There's something weird about these error messages.

> sh: error: /usr/bin/rsync -rtzv --delete-after 
> rsync://rsync.macports.org/release/tarballs/base.tar 
> /opt/local/var/macports/sources/rsync.macports.org/release/tarballs: No such 
> file or directory


> sh: error: /usr/bin/bzip2 -d -c 
> /opt/local/var/macports/software/zlib/zlib-1.2.8_0.darwin_12.x86_64.tbz2 | ( 
> /usr/bin/tar -xvpf - ): No such file or directory

Why is the shell throwing the errors? These are not the messages I'd expect if 
rsync and bzip2 were trying to access inaccessible directories.
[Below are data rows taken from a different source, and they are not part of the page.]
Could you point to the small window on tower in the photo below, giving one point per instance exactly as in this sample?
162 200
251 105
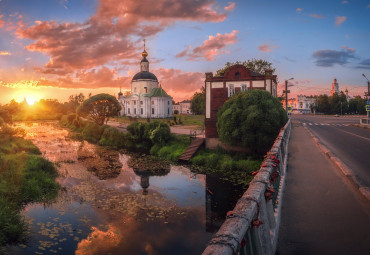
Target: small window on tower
231 90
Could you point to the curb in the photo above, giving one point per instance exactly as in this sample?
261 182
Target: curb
347 171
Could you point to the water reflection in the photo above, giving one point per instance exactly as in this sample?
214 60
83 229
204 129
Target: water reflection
134 211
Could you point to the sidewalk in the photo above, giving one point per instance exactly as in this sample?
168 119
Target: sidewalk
322 213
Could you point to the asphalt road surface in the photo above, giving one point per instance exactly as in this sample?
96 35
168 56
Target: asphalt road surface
350 144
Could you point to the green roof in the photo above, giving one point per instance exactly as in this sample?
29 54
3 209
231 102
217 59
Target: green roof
158 92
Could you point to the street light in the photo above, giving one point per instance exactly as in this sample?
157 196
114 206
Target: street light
368 92
286 94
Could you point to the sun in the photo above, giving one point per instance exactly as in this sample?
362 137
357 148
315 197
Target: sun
30 100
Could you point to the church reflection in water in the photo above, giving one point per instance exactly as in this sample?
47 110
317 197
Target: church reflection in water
220 197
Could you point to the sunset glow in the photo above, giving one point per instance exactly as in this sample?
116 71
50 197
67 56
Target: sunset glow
30 100
99 48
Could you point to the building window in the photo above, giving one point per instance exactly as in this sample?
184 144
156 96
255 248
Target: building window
231 90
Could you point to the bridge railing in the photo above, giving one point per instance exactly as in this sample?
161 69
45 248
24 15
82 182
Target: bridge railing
253 225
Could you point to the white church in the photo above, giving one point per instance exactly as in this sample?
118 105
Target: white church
147 99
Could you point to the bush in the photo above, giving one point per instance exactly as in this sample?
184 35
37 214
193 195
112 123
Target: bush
251 119
145 135
112 137
92 132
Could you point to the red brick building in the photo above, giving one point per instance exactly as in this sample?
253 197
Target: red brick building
220 88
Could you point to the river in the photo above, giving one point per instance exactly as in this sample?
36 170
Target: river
128 213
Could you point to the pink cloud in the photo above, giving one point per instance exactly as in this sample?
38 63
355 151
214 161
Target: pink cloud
5 53
339 20
2 22
349 49
299 10
317 16
212 47
230 7
106 38
178 84
267 48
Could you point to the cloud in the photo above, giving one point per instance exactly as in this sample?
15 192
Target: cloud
328 58
339 20
349 49
178 84
212 47
364 64
317 16
230 7
2 22
5 53
106 37
267 48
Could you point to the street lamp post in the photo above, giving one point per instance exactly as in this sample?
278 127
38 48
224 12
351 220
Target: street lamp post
368 93
286 94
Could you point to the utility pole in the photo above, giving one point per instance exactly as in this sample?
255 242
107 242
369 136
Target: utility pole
286 94
368 94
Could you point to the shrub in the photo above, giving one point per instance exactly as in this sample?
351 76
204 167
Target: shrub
251 119
114 138
92 132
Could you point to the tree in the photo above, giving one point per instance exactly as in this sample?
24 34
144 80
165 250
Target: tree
251 119
99 108
256 65
197 102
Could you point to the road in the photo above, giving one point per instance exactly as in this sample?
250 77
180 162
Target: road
350 144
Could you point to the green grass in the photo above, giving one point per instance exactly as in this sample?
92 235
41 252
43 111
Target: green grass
193 120
173 149
25 177
236 168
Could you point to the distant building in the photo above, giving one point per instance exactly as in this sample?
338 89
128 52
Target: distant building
176 107
182 107
301 103
148 99
334 87
220 88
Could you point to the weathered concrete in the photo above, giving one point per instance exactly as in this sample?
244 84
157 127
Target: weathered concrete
254 207
322 212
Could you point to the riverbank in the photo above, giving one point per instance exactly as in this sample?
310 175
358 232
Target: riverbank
25 177
154 138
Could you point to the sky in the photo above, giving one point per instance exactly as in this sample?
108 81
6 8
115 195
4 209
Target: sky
55 48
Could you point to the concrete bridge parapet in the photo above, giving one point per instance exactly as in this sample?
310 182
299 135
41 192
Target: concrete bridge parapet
253 225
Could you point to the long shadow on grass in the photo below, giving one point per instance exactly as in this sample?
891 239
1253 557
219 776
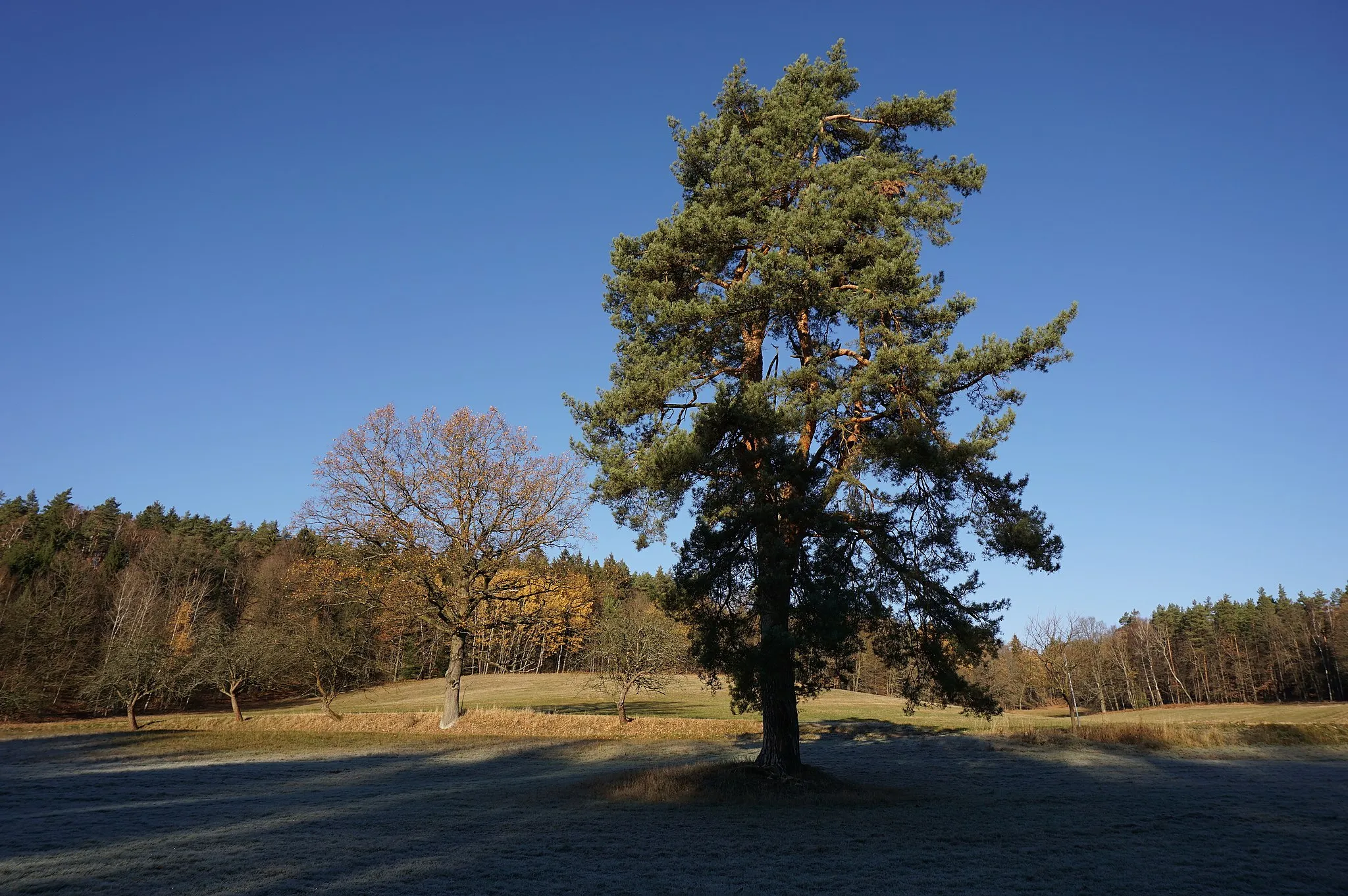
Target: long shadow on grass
494 816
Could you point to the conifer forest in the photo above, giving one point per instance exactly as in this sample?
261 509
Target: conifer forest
90 592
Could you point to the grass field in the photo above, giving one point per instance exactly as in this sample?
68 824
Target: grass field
541 790
565 707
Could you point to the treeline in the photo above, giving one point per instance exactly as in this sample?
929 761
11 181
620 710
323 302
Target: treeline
1268 649
105 610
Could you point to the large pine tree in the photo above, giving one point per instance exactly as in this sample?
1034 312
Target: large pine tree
785 364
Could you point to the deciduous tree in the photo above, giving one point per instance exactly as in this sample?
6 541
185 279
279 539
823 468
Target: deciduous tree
450 509
634 649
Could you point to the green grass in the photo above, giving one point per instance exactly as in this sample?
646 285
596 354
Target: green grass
687 697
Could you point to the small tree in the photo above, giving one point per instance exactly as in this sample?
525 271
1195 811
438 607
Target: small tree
234 659
326 630
138 664
448 510
634 649
1057 641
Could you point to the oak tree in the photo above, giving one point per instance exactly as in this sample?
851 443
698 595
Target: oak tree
785 364
450 510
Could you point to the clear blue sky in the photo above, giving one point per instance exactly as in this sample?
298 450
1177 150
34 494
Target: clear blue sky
230 231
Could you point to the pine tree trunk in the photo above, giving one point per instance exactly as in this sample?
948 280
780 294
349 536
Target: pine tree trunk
454 681
777 686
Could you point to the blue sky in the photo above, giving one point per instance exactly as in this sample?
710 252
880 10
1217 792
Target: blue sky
228 232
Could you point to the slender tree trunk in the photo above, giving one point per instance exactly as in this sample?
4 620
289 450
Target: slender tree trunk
454 681
1072 695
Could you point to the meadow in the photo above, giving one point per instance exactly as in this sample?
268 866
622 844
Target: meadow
292 802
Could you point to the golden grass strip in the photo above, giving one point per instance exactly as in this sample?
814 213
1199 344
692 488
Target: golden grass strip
476 722
1184 735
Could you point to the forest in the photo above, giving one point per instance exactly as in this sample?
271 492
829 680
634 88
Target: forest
101 610
104 610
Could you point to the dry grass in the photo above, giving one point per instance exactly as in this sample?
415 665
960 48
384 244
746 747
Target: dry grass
733 783
1184 735
391 726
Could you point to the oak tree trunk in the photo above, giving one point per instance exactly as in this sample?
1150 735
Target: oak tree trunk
454 681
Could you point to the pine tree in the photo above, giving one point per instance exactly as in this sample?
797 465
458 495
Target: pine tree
785 364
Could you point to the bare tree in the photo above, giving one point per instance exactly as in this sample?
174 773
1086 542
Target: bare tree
634 649
450 507
1057 643
149 647
232 659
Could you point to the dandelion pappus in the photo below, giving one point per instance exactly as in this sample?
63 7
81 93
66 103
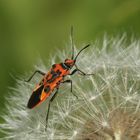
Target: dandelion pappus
53 79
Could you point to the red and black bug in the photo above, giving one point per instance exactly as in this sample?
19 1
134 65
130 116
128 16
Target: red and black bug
53 79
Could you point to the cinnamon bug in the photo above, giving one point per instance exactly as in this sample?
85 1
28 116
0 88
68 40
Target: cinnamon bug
52 80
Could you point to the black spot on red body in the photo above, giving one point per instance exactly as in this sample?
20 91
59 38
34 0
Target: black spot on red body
47 89
35 97
64 66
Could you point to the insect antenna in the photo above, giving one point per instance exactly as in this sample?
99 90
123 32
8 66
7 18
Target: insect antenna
81 51
72 42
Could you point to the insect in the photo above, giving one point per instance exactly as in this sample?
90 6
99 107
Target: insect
52 80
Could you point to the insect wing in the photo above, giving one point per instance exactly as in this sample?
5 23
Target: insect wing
35 98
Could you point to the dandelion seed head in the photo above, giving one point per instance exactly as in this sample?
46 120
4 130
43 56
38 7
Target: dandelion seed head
108 104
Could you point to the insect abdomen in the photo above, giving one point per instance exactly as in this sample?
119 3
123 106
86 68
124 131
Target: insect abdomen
35 97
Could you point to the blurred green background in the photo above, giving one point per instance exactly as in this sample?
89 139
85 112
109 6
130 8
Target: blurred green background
30 29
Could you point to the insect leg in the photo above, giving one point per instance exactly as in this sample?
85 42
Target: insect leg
37 71
83 73
47 116
70 81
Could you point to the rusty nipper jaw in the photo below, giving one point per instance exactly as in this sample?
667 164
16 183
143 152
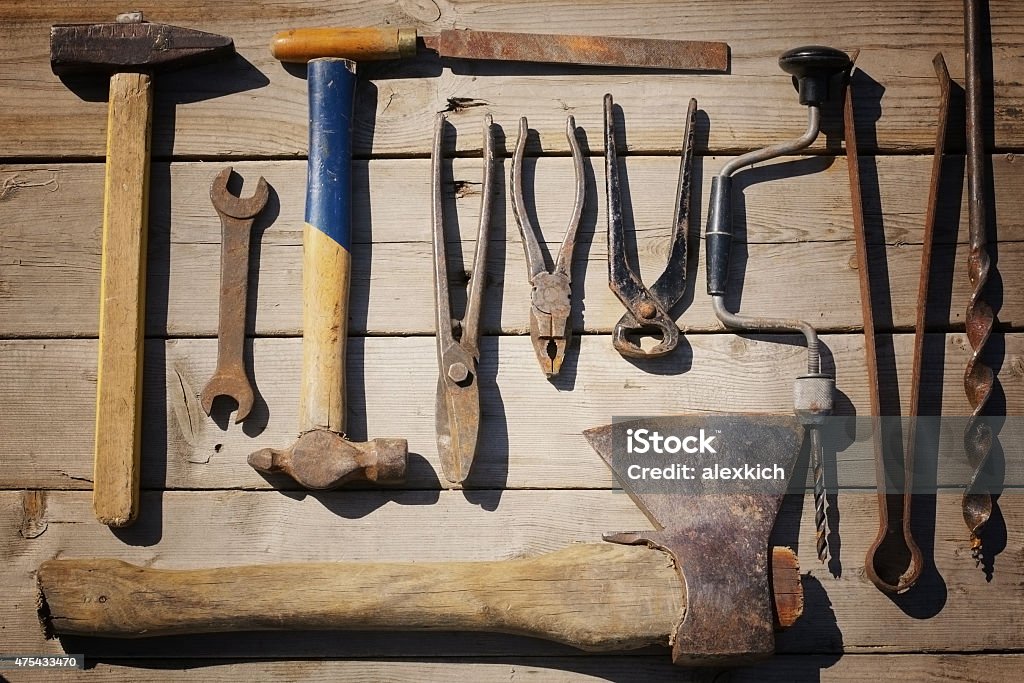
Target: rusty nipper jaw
647 309
550 319
457 412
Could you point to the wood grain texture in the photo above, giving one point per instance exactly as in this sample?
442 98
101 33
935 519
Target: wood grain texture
796 226
190 529
596 597
397 100
391 391
795 260
122 297
780 669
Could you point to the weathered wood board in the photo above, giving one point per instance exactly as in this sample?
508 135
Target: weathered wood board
225 528
792 227
897 40
532 427
781 669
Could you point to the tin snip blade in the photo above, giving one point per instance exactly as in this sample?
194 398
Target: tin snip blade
457 412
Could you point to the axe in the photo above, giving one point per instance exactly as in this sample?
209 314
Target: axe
705 582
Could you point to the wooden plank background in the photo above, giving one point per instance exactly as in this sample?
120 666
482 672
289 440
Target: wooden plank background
536 485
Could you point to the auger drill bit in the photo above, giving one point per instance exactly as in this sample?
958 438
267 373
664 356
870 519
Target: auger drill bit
978 377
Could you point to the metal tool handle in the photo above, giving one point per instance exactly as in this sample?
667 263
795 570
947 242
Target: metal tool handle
326 244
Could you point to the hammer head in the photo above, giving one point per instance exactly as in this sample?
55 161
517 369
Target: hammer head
323 459
717 529
131 44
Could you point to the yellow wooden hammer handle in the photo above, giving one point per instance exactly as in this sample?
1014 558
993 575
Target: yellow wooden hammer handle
122 300
301 45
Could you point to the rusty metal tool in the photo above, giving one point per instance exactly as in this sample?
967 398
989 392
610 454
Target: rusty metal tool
978 377
648 310
129 51
706 582
237 217
895 538
813 69
323 457
394 43
551 306
457 412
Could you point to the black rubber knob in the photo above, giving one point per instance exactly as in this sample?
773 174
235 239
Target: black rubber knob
813 68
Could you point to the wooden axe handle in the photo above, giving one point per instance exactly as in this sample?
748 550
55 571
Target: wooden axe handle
301 45
592 596
122 300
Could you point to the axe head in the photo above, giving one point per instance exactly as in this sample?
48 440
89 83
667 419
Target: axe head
131 44
716 529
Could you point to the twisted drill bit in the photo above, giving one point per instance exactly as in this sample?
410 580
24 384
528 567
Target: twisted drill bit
978 378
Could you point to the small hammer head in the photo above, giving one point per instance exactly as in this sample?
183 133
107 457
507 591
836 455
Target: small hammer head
323 459
131 44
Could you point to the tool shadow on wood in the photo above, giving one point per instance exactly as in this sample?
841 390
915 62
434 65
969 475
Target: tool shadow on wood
219 79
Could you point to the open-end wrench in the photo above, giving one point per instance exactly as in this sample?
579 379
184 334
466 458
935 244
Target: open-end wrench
237 216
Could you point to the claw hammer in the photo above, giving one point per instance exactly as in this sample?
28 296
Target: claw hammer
130 48
323 457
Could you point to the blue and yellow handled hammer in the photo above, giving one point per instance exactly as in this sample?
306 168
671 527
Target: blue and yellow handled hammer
323 458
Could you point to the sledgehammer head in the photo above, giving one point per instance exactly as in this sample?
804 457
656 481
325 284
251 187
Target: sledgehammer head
323 459
717 530
131 44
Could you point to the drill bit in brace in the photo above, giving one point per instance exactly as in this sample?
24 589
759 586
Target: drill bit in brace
550 321
647 310
812 69
457 412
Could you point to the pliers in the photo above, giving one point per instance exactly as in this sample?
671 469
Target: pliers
457 412
550 321
647 309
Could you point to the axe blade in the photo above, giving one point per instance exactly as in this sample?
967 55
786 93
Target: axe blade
717 531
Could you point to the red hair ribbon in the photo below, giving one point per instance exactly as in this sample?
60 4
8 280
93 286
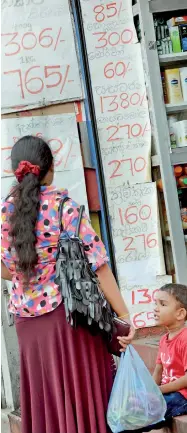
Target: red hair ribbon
24 168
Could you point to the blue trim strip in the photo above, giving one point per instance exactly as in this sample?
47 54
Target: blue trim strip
90 133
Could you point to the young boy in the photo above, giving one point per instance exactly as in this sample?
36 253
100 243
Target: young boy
171 365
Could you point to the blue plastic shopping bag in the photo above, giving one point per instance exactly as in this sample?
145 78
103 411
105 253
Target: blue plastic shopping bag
136 401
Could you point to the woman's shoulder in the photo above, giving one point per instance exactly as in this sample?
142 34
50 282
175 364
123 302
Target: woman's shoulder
7 207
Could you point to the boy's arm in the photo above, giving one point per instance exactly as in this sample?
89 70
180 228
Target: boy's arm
174 386
157 375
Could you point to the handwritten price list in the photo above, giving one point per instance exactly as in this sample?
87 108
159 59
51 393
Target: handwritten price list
136 232
60 131
141 301
38 55
118 90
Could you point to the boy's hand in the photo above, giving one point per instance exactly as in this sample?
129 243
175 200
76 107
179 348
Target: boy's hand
124 341
174 386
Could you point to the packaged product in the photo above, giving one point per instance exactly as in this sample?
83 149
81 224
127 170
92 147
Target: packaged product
173 85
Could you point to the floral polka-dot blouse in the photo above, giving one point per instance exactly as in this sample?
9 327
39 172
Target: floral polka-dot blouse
42 295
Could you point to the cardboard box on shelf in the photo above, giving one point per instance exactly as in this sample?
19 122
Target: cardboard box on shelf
177 20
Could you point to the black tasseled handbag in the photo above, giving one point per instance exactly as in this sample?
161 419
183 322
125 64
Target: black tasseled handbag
78 284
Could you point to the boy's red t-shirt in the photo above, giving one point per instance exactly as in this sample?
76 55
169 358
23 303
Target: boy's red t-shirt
173 357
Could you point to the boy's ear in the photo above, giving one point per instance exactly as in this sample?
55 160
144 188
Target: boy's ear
181 314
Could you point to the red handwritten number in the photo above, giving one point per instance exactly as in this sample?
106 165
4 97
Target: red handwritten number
30 47
27 81
149 296
48 74
113 38
129 244
146 295
132 217
119 69
20 78
32 82
123 100
109 8
147 241
43 37
139 164
99 14
115 161
135 130
134 166
138 323
11 42
116 129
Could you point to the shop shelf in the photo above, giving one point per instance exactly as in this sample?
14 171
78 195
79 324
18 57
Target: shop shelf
135 9
179 155
168 239
176 108
173 58
157 6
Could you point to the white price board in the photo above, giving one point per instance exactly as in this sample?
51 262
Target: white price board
136 233
39 61
119 91
141 301
60 132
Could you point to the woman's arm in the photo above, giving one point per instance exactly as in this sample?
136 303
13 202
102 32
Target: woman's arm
174 386
5 274
111 291
114 297
157 375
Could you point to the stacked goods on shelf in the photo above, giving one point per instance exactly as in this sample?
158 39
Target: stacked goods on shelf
180 173
180 130
171 35
177 131
172 120
174 82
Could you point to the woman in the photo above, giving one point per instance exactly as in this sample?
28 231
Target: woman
66 374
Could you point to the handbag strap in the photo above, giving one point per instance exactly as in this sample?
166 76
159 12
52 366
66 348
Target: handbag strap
82 208
60 210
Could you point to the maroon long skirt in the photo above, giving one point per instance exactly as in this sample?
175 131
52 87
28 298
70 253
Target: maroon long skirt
66 376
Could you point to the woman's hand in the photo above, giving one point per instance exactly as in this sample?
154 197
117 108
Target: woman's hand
124 341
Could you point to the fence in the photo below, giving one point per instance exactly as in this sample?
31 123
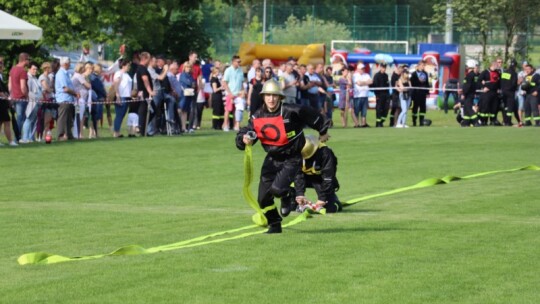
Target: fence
228 26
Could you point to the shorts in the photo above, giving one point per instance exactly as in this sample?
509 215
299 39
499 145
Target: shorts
521 100
4 110
239 104
133 120
185 104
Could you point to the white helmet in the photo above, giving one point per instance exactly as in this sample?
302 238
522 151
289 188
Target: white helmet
471 63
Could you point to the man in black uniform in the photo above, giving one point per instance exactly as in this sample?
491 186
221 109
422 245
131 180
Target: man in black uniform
380 81
395 108
319 166
419 79
489 82
470 117
531 88
279 127
508 88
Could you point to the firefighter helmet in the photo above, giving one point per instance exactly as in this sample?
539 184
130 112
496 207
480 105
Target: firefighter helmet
310 147
272 87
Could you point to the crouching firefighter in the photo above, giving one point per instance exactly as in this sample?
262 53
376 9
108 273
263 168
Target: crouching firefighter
319 167
279 127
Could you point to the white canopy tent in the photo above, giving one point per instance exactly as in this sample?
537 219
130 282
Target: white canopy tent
13 28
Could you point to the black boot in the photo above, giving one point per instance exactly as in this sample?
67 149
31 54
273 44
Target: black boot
274 228
287 203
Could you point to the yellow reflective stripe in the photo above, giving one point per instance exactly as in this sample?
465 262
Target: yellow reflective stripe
271 207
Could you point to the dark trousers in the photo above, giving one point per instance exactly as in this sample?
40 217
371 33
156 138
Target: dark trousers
382 107
143 113
530 106
445 101
469 116
486 104
419 109
509 101
66 112
218 110
277 174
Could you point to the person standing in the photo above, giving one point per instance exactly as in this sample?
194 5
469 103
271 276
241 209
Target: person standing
280 128
344 84
288 84
4 107
34 97
218 109
508 90
470 118
531 88
123 86
450 88
404 88
18 86
420 81
145 88
395 107
254 100
65 98
233 80
382 94
489 82
361 82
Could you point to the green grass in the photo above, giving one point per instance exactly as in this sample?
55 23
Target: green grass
473 241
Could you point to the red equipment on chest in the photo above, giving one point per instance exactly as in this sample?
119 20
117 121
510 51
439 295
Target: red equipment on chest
271 130
494 76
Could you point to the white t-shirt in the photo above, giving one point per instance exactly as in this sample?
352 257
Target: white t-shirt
361 91
125 85
290 91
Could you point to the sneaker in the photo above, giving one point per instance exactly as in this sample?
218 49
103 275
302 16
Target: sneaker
286 203
274 228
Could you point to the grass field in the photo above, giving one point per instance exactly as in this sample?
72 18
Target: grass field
473 241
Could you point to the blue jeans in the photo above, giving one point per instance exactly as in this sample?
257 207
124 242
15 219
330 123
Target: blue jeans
360 106
405 104
29 125
120 111
20 109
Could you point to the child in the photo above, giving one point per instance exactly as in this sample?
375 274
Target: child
133 118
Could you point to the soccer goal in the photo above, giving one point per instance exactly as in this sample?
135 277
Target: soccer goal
375 46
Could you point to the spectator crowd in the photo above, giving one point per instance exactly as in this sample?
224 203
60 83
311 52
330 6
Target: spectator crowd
156 95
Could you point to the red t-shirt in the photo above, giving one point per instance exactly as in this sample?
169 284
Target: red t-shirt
15 75
195 71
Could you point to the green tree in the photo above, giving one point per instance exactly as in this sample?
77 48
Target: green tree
479 16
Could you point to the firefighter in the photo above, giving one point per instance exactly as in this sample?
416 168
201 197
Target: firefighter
279 127
420 83
508 90
489 82
469 116
319 166
531 87
382 95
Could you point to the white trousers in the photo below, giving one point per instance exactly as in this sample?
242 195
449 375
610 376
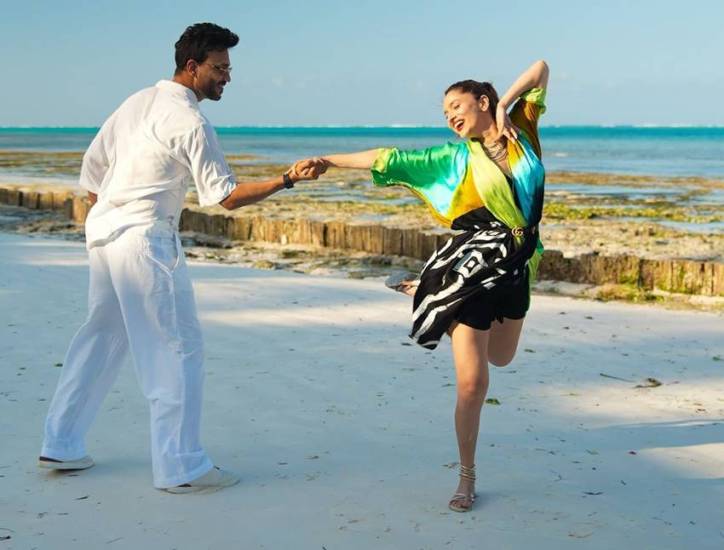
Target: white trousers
140 300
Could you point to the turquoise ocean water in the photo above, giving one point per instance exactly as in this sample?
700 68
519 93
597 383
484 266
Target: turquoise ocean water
658 151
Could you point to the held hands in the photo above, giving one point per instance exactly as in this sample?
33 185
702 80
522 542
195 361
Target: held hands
505 126
308 169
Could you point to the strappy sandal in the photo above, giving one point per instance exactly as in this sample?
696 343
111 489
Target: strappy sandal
458 500
403 281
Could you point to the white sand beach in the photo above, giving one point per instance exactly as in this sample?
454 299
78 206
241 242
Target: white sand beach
342 429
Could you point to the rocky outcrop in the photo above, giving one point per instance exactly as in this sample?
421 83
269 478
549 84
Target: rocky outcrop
675 275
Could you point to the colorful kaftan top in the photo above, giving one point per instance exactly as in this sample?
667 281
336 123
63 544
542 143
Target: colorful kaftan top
457 178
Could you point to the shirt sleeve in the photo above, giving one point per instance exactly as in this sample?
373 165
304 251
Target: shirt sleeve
211 173
96 159
420 169
526 112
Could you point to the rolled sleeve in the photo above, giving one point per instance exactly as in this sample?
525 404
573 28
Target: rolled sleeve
211 173
95 162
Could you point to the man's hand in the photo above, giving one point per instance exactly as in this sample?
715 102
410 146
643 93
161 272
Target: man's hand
308 169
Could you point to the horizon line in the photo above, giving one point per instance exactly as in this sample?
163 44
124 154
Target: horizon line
371 126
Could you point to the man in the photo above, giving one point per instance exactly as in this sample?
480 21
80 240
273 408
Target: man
136 172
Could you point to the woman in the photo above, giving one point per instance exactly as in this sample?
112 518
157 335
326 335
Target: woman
476 287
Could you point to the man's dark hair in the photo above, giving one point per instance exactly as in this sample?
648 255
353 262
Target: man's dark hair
198 40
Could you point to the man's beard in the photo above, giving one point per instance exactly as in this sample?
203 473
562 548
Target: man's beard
211 92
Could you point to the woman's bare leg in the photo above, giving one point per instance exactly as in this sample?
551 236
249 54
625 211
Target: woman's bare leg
470 353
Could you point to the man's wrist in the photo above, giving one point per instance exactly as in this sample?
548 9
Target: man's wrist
288 180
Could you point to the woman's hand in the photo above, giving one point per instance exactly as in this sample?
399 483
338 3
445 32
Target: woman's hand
505 126
308 169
    % sh -c '/usr/bin/bzip2 -d -c ~larryv/foobar.tbz2'
    bzip2: Can't open input file /Users/larryv/foobar.tbz2: No such file or 
directory.
    %

Note that the error comes from the executable, not the shell, and the entire 
pipeline is not printed out. (The bit after "Command failed:" is expected.) The 
OP's error messages look like overzelaous quoting:

    % sh -c '"/usr/bin/bzip2 -d -c ~larryv/foobar.tbz2"'
    sh: /usr/bin/bzip2 -d -c ~larryv/foobar.tbz2: No such file or directory
    %

But I have no idea how that could be happening.